Cardinals and Bishops in dispute about ecumenism

According to the Cardinal, there is an ethical fundamental difference between Catholics and Protestants. Cardinal Woelki has torpedoed the ecumenical course of Munich's Reinhard Marx.

The biggest surprise of the 2017 Reformation Jubilee is how well the Catholics and Protestants get along with each other 500 years after the division of the church. They celebrate a joint Festival of Christ, leading representatives of both denominations have gone on pilgrimage to the Holy Land, have regretted and condemned the mutual condemnations of the past, and now they are so united.

The Cardinal Reinhard Marx and Heinrich Bedford-Strohm (the Council President of the Protestant Church in Germany), wanted this to be even more: 


At the end of the year, Protestant Christians from mixed denominational couples on a case by case basis were to be admitted to the Catholic communion, a small step that something is moving in ecumenism. It was clear that Rome was ready to "make progress this year", said Cardinal Walter Kasper, once the "Ecumenical Minister" of the Curia and now one of the favourite theologians of Pope Francis.

Ecumenical table and bed yes, Eucharist no

Catholic-Protestant couples are not allowed to participate in the Lord's Supper. Well, in the Reformation year, there are signals from the Vatican of change coming soon.

But that is not going to happen as there is a discordant note in the harmony of the Reformation year. In this case, it is not coming from the hard-fisted interferers in Rome, but with the fact that the Catholic bishops in Germany cannot agree. They meet from Monday evening for the autumn meeting in Fulda - and on Tuesday, when if the 68 bishops and auxiliary bishops accept their work, a sweeping blow against ecumenism and the admission of Protestants to the Eucharist will appear in the ecclesiastical journal, Herder Correspondenz. The text has been given to the Süddeutsche Zeitung.

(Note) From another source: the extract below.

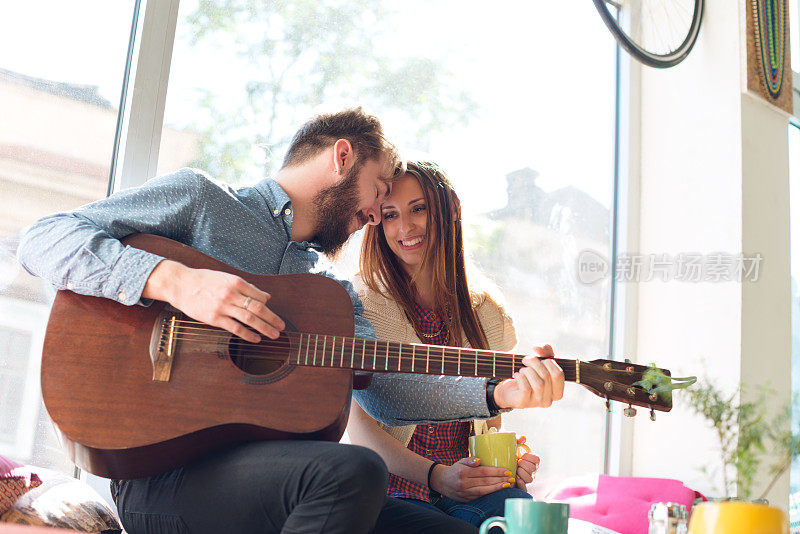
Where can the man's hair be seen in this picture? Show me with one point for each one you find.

It author: the Cologne Cardinal Rainer Maria Woelki, Archbishop of the largest German bishopric - and increasingly the polar opposite to the bishop's chairman, Marx.



With all the joy of mutual appreciation, one should not hide the problems in ecumenism, writes Woelki. So there is an "increasing disagreement on moral and social ethics," in bioethics, on "marriage for all", in the "assessment of abortion, euthanasia or divorce", so much so that one must “talk of an ethical fundamental difference between both confessions”.

Woelki causes disruption by stating that the Protestant church presents itself as a "confession of freedom" - against the Catholic Church, which then appears to be unfree and backward, and confronts the Protestants. Luther had preached the absolute obedience to God, "not the freedom of autonomous self-determination." He, Woelki, doubted "in the face of the many divisions of Protestantism" that " a confessional unit can be based on Luther's sola scriptura (alone from Scripture) " -the Pope and Magisterium is necessary for this unity.

Visiting Boniface

From 16 to 21 October 1867, German Catholic bishops met for a "confidential discussion about the most important questions of the time" - in Fulda at the tomb of St. Boniface, the "Apostle of the Germans". The place and the assembly were signs. The bishops wanted to demonstrate self-consciousness against the Prussian-Protestant supremacy. The first meeting has become a tradition: For the past 150 years, Germany's bishops have been meeting for the autumn assembly in Fulda.

And why should not the Protestants agree with Catholics on the definition of the priesthood, the bishop's office? At present a mutual invitation to the Eucharist and the Lord's Supper is dishonest. According to the Cardinal, Martin Luther would not "invite the Catholics to the communion of the Lord's Supper" unless there was a common confession.

The contribution is thus gaining in importance because here not an individual ecumenically-frustrated person writes about his wrath from the soul (within the Archbishopric of Cologne, it is said that Woelki limits his ecumenical commitment to the necessary). The Cardinal in Cologne summarizes what those bishops think, that the harmony to the Reformation year goes too far, but they do not dare to formulate this too sharply: you cannot water down the positive headlines because of your own faith. Seven of the 27 diocesan bishops are against the invitation of selected Protestants to Communion, it is said. Now that Woelki has so openly made himself the spokesman for this minority, it should be over with the ecumenical sign: the statute.